In recent years, John made the decision to start his own farm and greenhouse near Laurel and stock his store with mostly his own produce and flowers, rather than buying them all from distributors.
   Through the years, his wife, Judy, whom he met at the store, and sons Joe, 26, Tim, 25, Johnny, and Tristan, 17, have worked at the family business in some capacity.
   Though Joe ended up working for Sound Beverage, Tim became a firefighter in Baltimore, and Tristan still attends high school, they all still help at the stand when needed.
   Johnny, however, said he always saw himself one day running the family business.

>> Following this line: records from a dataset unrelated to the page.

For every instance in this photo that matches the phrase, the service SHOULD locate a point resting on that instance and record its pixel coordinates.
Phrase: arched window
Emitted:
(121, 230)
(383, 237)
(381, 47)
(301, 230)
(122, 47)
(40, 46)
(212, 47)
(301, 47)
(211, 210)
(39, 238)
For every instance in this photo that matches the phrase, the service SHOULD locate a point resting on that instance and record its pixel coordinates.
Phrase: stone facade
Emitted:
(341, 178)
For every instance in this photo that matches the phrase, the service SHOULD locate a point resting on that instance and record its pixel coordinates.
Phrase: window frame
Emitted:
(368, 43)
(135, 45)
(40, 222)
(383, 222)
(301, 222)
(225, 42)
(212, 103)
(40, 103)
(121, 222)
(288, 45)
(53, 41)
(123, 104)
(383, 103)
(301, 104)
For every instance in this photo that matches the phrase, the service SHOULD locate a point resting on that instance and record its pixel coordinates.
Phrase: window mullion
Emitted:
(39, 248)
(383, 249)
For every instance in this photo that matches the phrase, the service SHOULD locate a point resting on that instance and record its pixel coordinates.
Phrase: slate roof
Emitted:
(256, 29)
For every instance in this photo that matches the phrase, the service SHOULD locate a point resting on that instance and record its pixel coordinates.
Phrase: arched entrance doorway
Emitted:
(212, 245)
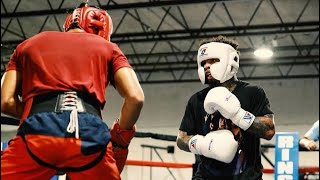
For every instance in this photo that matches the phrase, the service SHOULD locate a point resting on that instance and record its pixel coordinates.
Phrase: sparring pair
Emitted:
(62, 78)
(223, 123)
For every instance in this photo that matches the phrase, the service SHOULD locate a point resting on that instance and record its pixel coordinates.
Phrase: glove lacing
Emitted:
(70, 103)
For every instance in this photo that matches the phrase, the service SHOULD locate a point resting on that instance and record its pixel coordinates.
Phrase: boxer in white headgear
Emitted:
(227, 65)
(231, 151)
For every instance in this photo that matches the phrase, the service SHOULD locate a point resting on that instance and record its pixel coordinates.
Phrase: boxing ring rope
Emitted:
(170, 149)
(186, 165)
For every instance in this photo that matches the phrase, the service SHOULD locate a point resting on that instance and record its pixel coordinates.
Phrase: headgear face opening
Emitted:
(91, 20)
(223, 70)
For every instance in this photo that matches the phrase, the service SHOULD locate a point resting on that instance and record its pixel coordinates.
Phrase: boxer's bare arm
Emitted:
(10, 103)
(183, 141)
(128, 86)
(263, 126)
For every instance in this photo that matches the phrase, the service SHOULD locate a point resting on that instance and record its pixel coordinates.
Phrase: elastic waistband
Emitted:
(51, 102)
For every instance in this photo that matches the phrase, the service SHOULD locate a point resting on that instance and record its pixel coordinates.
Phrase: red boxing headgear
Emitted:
(91, 20)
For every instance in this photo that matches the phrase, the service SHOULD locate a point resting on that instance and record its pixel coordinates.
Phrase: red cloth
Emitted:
(53, 61)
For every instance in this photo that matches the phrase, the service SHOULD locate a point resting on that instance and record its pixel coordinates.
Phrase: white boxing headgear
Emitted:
(91, 19)
(223, 70)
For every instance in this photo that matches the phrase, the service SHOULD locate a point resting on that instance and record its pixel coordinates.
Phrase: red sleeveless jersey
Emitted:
(65, 61)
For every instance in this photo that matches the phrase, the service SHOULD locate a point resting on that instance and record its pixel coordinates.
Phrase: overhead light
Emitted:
(263, 53)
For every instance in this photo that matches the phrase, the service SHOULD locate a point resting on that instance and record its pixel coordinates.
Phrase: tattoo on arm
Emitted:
(263, 126)
(183, 141)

   Some of his earliest memories were playing in the banana boxes as a toddler, meeting neighbors, riding his bike in the nearby Sunnyland neighborhood, and stuffing himself on fruit.

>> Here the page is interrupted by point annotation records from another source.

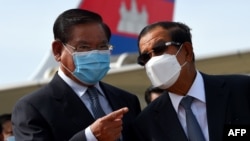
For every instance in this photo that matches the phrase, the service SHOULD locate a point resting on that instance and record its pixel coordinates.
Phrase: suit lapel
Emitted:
(73, 108)
(166, 119)
(216, 103)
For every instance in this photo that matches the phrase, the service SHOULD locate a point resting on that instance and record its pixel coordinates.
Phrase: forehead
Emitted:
(155, 35)
(88, 33)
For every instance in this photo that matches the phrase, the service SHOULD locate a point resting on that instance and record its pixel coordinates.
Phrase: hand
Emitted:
(109, 127)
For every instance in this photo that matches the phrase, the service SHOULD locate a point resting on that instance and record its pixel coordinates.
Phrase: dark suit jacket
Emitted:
(56, 113)
(227, 102)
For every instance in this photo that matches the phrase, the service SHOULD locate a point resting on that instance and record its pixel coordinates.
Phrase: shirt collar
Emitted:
(80, 90)
(197, 91)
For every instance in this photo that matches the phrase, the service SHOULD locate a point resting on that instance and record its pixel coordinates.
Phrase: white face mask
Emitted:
(163, 70)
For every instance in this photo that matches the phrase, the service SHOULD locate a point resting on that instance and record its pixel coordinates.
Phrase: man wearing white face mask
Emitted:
(76, 105)
(196, 106)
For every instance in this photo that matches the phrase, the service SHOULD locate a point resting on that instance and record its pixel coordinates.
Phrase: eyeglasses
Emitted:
(84, 48)
(159, 49)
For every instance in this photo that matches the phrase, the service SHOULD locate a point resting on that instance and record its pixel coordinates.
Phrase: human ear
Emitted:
(57, 48)
(189, 51)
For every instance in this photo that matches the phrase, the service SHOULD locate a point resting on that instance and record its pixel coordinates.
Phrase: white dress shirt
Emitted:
(81, 92)
(198, 106)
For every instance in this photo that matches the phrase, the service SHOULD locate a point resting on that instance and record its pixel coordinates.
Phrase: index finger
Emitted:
(116, 114)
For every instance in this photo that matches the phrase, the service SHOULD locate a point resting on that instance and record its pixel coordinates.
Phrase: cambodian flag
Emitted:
(126, 18)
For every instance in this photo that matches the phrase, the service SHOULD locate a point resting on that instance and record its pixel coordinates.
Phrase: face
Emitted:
(91, 35)
(7, 129)
(155, 39)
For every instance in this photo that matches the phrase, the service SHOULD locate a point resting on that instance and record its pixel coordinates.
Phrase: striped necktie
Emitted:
(193, 127)
(95, 103)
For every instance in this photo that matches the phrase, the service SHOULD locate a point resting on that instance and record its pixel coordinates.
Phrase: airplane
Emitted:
(126, 18)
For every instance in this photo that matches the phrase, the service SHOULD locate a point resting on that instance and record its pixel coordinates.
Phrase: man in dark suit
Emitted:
(63, 109)
(166, 51)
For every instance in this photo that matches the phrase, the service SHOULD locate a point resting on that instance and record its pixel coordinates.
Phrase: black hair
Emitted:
(178, 32)
(68, 19)
(4, 118)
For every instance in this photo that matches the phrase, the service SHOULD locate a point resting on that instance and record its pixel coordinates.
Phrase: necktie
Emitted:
(95, 104)
(193, 128)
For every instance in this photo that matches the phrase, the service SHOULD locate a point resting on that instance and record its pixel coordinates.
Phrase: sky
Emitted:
(218, 28)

   Going through a “rebellion phase” a few years ago, in which he dropped out of high school and took at job at Taco Bell, Johnny said he realized the family business was truly where he belonged.

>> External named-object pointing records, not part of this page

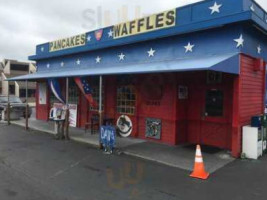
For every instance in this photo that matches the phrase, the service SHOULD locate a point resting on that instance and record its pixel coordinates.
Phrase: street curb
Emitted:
(72, 138)
(81, 141)
(151, 159)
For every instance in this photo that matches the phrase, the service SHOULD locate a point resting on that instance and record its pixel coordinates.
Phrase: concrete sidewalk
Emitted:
(175, 156)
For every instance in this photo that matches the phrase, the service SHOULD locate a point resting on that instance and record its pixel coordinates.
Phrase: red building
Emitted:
(197, 72)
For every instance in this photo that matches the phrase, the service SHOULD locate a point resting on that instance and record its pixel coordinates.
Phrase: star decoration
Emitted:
(110, 33)
(151, 52)
(259, 49)
(240, 41)
(98, 59)
(215, 8)
(189, 47)
(252, 8)
(121, 56)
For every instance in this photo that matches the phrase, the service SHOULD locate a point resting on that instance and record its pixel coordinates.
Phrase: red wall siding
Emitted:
(249, 94)
(42, 111)
(251, 91)
(192, 125)
(166, 110)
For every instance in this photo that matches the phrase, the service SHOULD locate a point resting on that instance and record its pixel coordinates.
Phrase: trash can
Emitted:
(264, 132)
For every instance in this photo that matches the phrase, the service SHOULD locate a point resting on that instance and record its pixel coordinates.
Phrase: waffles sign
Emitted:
(66, 43)
(155, 22)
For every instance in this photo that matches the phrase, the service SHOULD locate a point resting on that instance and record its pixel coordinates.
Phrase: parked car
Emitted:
(17, 108)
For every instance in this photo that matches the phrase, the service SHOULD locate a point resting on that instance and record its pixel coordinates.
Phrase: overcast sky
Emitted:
(26, 23)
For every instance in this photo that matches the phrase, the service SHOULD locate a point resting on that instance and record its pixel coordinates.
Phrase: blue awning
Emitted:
(228, 63)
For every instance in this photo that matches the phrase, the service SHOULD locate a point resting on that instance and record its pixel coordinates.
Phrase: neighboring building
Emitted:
(195, 74)
(13, 68)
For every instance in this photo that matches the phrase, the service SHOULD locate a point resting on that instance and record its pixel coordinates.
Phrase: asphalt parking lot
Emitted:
(35, 166)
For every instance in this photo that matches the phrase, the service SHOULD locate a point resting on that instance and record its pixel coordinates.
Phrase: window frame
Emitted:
(134, 107)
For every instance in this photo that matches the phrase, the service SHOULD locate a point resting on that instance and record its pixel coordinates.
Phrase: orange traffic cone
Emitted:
(199, 169)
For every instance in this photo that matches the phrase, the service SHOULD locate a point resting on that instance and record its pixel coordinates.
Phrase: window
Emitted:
(12, 89)
(126, 99)
(53, 99)
(73, 92)
(18, 67)
(95, 94)
(214, 103)
(22, 93)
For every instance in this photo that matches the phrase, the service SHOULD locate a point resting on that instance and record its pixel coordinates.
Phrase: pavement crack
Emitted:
(67, 168)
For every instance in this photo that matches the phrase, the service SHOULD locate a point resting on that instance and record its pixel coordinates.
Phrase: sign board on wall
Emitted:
(153, 128)
(183, 92)
(42, 93)
(154, 22)
(66, 43)
(73, 108)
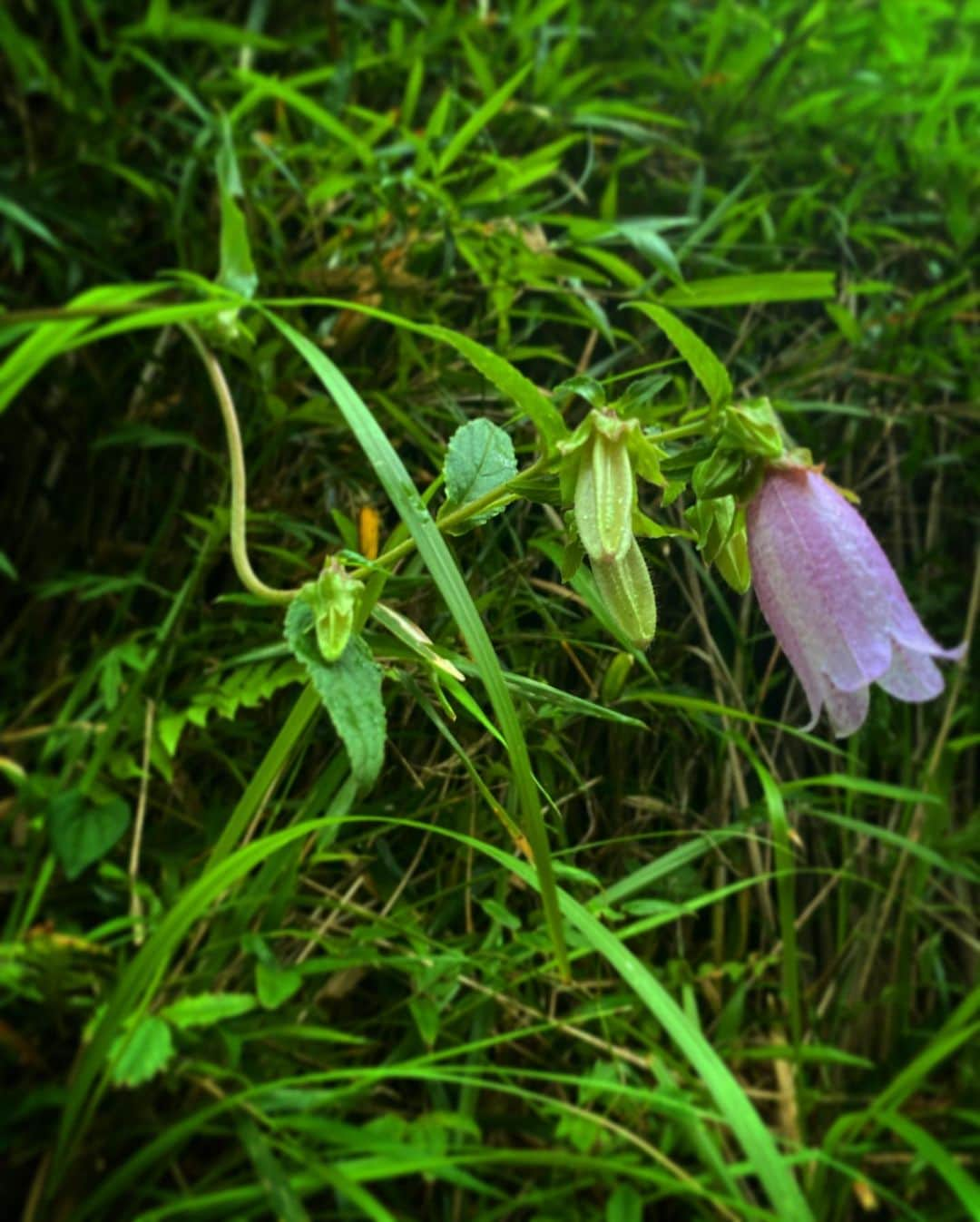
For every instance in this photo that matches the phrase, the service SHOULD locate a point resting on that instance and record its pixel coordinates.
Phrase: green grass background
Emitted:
(279, 997)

   First, he missed working outside at the open-air stand.
   “Working outside is much better, as opposed to being behind a fast-food fryer,” Johnny said. 
Also, a corporate environment didn’t feel right to him.
   “I felt like just a number,” Johnny said. “And I think you get a lot better service at a family business.”
Finally, he said, he noticed how much joy it brought his father to interact with his customers every day, and he began to understand what it meant to be part of a business that touched so many lives in the community.
   “One day, I saw a younger lady, about 19, come in crying and go up to my dad,” Johnny said. “She said, ‘Everything in my life has changed except this store.’ That’s when it began to sink in what this place means to a lot of people.”
   John, who’d been considering retirement for several years, said it was his connection with his customers that kept him from leaving sooner.
   “It’s this place, this community, that kept me here. I love my people,” he said. “I don’t know everybody’s name but I can tell you what happened in their lives 15 years ago. Every day, there’s someone who says, ‘Please don’t ever leave this corner.'”
   Johnny, who’s shy, said he has a long way to go before he’s as comfortable with customers as his dad. But, as a new business owner, husband and father of two young children, he’s learned from his father to always push himself harder.
   “I didn’t like it when I was younger but it makes sense now,” he said. “Even on my day off, I’m building something or doing something constructive.”
   Weston believes John’s character and business traits will rub off on Johnny.
   “Johnny’s been working there since he was born,” Weston said. “(Running the business) is something he’ll pick up and enjoy and he’ll follow in his dad’s footsteps. His dad’s done a wonderful job.”
   Judy, who will also retire from the store this year, said she plans to travel to local parks and lakes this summer with John for the first time in decades, and that the changing of the guard will be a good thing for both Johns.
   “I feel that the customers will be in good hands with John Jr.,” she said. “He’s still learning but he’s had a good teacher. As far as John Sr., I’m sure he’ll be missed because he loved his customers and his business. It was a hard decision for him that took him a couple years to make, and feel comfortable with. He had a really strong work ethic, so it’s hard there, but it’s good for him mentally and physically.”